Д.И.Багалей во имя исторической перспективы восставал «против исключительного господства той или иной стороны жизни в общем историческом изложении...».101 Постановка проблемы об основном и производных факторах истории для него неприемлема в качестве априорной доктрины. Историк предлагает держаться взгляда, что «идеи с таким же основанием могут быть признаны основой исторического процесса, как и хозяйственные отношения». Выступления в либеральной историографии против «экономического материализма» в истории усилились на рубеже ХIХ-ХХ в. по мере распространения марксизма в России. Процесс этот шел параллельно с укреплением позиций «социально-экономического направления» в историографии, представители которого, в свою очередь, полемизировали с марксизмом. В рамках этой полемики оттачивалась «теория факторов», да и само ее концептуальное оформление связано с этой полемикой.
Принципиально новым явлением в дискуссии с марксизмом на рубеже веков было переведение проблемы о роли экономического фактора в истории сугубо в методологическую плоскость.
Рельефно это выразилось в работах молодого поколения всеобщих историков, однако нашло свое отражение и у исследователей старшего поколения, например, у В.О.Ключевского.

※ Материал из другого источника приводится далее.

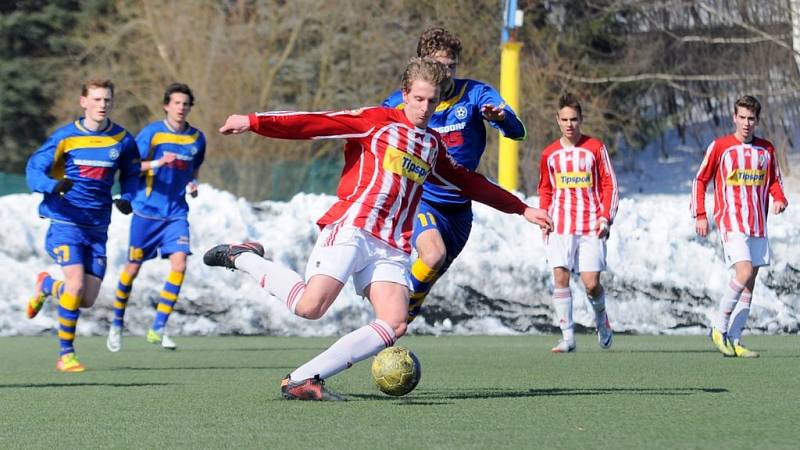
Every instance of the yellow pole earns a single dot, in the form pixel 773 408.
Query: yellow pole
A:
pixel 508 156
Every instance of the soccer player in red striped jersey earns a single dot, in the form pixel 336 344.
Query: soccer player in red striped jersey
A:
pixel 745 172
pixel 389 155
pixel 578 188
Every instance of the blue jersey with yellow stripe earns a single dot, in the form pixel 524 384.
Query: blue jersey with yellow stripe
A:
pixel 162 192
pixel 90 159
pixel 460 122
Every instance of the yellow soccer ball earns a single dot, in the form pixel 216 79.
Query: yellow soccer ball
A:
pixel 396 371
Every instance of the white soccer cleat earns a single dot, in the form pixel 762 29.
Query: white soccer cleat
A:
pixel 605 335
pixel 168 343
pixel 114 341
pixel 564 347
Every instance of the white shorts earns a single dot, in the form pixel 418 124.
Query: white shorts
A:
pixel 344 251
pixel 739 247
pixel 576 253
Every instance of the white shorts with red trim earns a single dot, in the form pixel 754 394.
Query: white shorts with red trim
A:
pixel 576 253
pixel 740 247
pixel 343 251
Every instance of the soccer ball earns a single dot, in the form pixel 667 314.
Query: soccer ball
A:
pixel 396 371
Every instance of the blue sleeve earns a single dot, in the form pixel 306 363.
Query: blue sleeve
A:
pixel 201 153
pixel 511 126
pixel 396 98
pixel 129 168
pixel 143 143
pixel 38 167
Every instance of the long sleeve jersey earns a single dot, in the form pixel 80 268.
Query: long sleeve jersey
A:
pixel 577 186
pixel 744 174
pixel 459 121
pixel 387 161
pixel 162 191
pixel 90 159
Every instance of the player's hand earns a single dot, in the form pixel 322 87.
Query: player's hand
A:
pixel 701 226
pixel 778 207
pixel 603 228
pixel 493 113
pixel 123 206
pixel 191 188
pixel 62 186
pixel 539 217
pixel 236 124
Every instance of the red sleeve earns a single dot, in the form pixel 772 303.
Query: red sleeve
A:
pixel 449 174
pixel 608 184
pixel 776 182
pixel 314 125
pixel 705 174
pixel 545 186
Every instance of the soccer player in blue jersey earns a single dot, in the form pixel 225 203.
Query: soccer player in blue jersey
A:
pixel 75 169
pixel 172 152
pixel 444 218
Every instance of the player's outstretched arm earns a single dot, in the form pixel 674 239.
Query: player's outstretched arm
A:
pixel 236 124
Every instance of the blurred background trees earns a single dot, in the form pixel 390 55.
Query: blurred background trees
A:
pixel 641 67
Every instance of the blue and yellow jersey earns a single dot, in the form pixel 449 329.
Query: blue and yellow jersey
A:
pixel 90 159
pixel 162 192
pixel 460 122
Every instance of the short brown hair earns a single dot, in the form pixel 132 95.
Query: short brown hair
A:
pixel 748 102
pixel 567 100
pixel 90 84
pixel 178 88
pixel 438 39
pixel 425 69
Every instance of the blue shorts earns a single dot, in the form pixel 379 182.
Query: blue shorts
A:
pixel 454 223
pixel 70 244
pixel 151 236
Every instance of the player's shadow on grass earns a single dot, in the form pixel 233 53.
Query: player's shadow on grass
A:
pixel 82 384
pixel 440 397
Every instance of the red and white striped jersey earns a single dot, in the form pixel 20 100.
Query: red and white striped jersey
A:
pixel 387 160
pixel 577 186
pixel 743 175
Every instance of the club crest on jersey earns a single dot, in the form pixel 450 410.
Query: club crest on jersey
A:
pixel 405 164
pixel 572 180
pixel 747 177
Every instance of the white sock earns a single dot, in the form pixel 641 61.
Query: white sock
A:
pixel 727 303
pixel 739 317
pixel 348 350
pixel 598 304
pixel 280 281
pixel 562 303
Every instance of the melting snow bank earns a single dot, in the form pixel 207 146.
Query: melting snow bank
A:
pixel 661 278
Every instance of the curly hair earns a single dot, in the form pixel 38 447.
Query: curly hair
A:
pixel 438 39
pixel 425 69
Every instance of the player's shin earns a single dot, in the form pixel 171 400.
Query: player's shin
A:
pixel 167 300
pixel 282 282
pixel 739 317
pixel 121 298
pixel 348 350
pixel 68 313
pixel 422 278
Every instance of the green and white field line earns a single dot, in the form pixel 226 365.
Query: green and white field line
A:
pixel 476 392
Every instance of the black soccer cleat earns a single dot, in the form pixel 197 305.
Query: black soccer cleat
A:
pixel 224 254
pixel 308 389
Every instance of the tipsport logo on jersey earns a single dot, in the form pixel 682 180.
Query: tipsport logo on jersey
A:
pixel 406 165
pixel 747 177
pixel 573 180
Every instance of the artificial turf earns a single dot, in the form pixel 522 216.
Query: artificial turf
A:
pixel 476 392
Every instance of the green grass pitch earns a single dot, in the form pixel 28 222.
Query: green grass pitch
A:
pixel 476 392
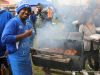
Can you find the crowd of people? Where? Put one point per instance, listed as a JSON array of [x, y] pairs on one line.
[[17, 33]]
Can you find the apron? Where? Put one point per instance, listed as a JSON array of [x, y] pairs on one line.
[[20, 60]]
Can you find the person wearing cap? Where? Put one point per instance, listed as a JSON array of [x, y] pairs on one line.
[[16, 38]]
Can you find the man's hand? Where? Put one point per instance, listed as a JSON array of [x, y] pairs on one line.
[[33, 51], [28, 32], [6, 53]]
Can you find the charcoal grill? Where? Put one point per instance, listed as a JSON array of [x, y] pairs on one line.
[[59, 60]]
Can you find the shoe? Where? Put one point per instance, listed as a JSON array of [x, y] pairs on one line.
[[91, 66], [96, 73], [84, 72]]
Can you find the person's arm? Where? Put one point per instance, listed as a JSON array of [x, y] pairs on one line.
[[44, 14], [35, 19], [33, 32], [9, 35], [81, 29], [24, 35]]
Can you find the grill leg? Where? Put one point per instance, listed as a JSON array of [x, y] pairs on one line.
[[47, 71]]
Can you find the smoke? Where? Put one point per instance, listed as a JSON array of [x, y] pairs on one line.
[[54, 37]]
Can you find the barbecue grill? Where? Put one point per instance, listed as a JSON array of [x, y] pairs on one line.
[[61, 52]]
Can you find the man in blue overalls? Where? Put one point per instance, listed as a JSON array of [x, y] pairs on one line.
[[16, 38]]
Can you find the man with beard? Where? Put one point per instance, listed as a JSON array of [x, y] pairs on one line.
[[5, 16], [16, 38]]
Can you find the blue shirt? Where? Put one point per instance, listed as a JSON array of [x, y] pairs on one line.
[[29, 19], [18, 52], [28, 27], [5, 16]]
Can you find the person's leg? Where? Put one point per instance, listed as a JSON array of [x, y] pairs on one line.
[[95, 55], [90, 62], [10, 71], [0, 65], [85, 56], [4, 61]]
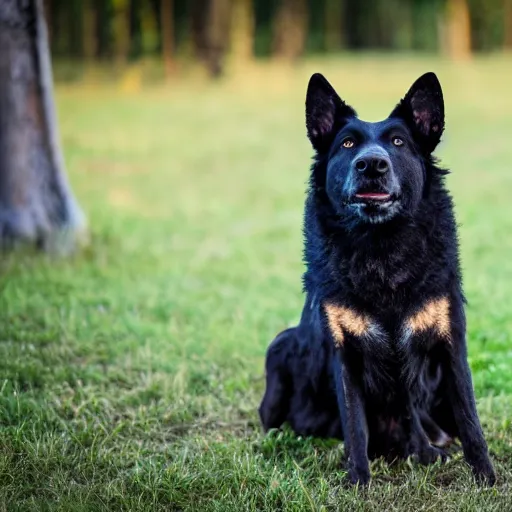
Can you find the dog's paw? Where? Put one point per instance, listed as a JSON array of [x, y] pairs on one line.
[[359, 475], [484, 472]]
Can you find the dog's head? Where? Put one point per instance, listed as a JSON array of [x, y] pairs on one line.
[[374, 172]]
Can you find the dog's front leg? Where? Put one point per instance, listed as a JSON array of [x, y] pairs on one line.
[[460, 392], [353, 418]]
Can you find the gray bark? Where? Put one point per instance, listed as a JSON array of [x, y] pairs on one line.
[[36, 202]]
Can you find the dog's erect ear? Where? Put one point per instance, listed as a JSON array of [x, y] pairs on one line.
[[423, 110], [325, 112]]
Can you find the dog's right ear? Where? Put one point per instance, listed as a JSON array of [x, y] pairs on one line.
[[325, 112]]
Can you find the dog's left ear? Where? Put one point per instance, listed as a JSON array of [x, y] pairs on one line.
[[325, 113], [423, 110]]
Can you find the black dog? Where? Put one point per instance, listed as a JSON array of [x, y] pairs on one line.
[[379, 357]]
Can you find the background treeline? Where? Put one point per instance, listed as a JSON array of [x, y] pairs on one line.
[[211, 30]]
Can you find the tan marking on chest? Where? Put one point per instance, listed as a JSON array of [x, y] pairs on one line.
[[434, 315], [345, 320]]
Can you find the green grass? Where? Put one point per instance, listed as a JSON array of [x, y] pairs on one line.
[[130, 374]]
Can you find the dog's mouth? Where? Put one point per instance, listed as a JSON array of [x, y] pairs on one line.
[[373, 196], [375, 199]]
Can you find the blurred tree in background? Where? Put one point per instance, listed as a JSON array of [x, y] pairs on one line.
[[214, 31]]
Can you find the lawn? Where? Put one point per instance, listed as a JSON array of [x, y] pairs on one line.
[[130, 374]]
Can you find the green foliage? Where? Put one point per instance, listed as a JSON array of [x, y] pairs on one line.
[[401, 25], [130, 375]]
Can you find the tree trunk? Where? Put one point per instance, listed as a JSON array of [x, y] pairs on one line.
[[36, 202], [290, 29], [334, 25], [167, 35], [458, 30], [507, 42], [122, 41], [89, 31], [242, 31], [210, 30]]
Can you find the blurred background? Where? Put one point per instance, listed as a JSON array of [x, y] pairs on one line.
[[220, 34]]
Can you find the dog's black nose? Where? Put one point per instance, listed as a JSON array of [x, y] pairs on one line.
[[373, 165]]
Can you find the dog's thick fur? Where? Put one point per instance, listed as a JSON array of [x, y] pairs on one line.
[[379, 356]]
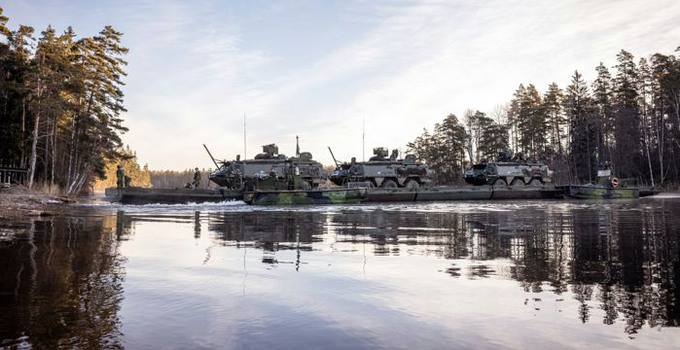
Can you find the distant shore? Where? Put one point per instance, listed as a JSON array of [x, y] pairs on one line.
[[19, 202]]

Стремясь оправдаться перед своими слушателями за недостаточное внимание к роли идей в «Курсе русской истории», ученый говорил: «Полагая в основу исторического изучения процессы политические и экономические, я не хочу сказать, что историческая жизнь состоит только из этих процессов, и что историческое изучение должно ограничиваться канцеляриями да рынками. Не одними канцеляриями и рынками движется историческая жизнь: но с них удобнее начинать изучение этой жизни.103 И далее лектор подчеркивал: «Я хочу сказать, что факты политические и экономические полагаю в основу курса по их значению не в историческом процессе, а только в историческом изучении. Значение это чисто методологическое».104 Однако такой поворот открывал широкие возможности релятивным интерпретациям истории, поскольку вопрос о порядке описания объекта лежит полностью в рамках компетенции исследователя. Объективно этот поворот был направлен не подрыв позитивистской парадигмы, нацеленной на получение надежного позитивного знания, близко соответствующего исторической реальности.
Наконец, говоря о серьезном воздействии полемики с марксизмом на формирование позитивистской теории факторов, неправомерно само обращение науки к широкому изучению социально-экономической стороны истории сводить только к влиянию марксизма.
Е.В.Тарле, объясняя современный интерес к экономической истории, очень верно отметил в 1903 г., что тут соединились запросы текущей действительности и научного знания.105 Рассматривая роль последнего элемента, исследователь глубоко вскрыл связь интереса к социально-экономической стороне истории с потребностями разработки позитивистской парадигмы. Дело в том, писал ученый, что с 50-60-х г. XIX в., главным образом под непосредственным влиянием О.Конта в социальных науках усилилось стремление превратить историю из собрания фактов в «настоящую науку, вывести ряд законов, правильность которых была бы незыблемо оправдана и установлена всеми известными нам историческими фактами. И вот тут-то оказалось, что почти отсутствует в науке разработка хозяйственного прошлого людей, а без знания этого прошлого историк всегда был, есть и будет совершенно бессилен».106 В итоге исследователям пришлось серьезно заняться изучением экономической истории людских обществ. То есть, потребность была рождена из стремления познать историческую реальность во всех ее проявлениях. Об этом же писал А.К.Дживелегов в обобщающей статье «История» для энциклопедического словаря» товарищества Гранат.107 Плюралистический подход был заложен в самой познавательной установке позитивизма. Нa практике это зачастую оборачивалось эклектизмом.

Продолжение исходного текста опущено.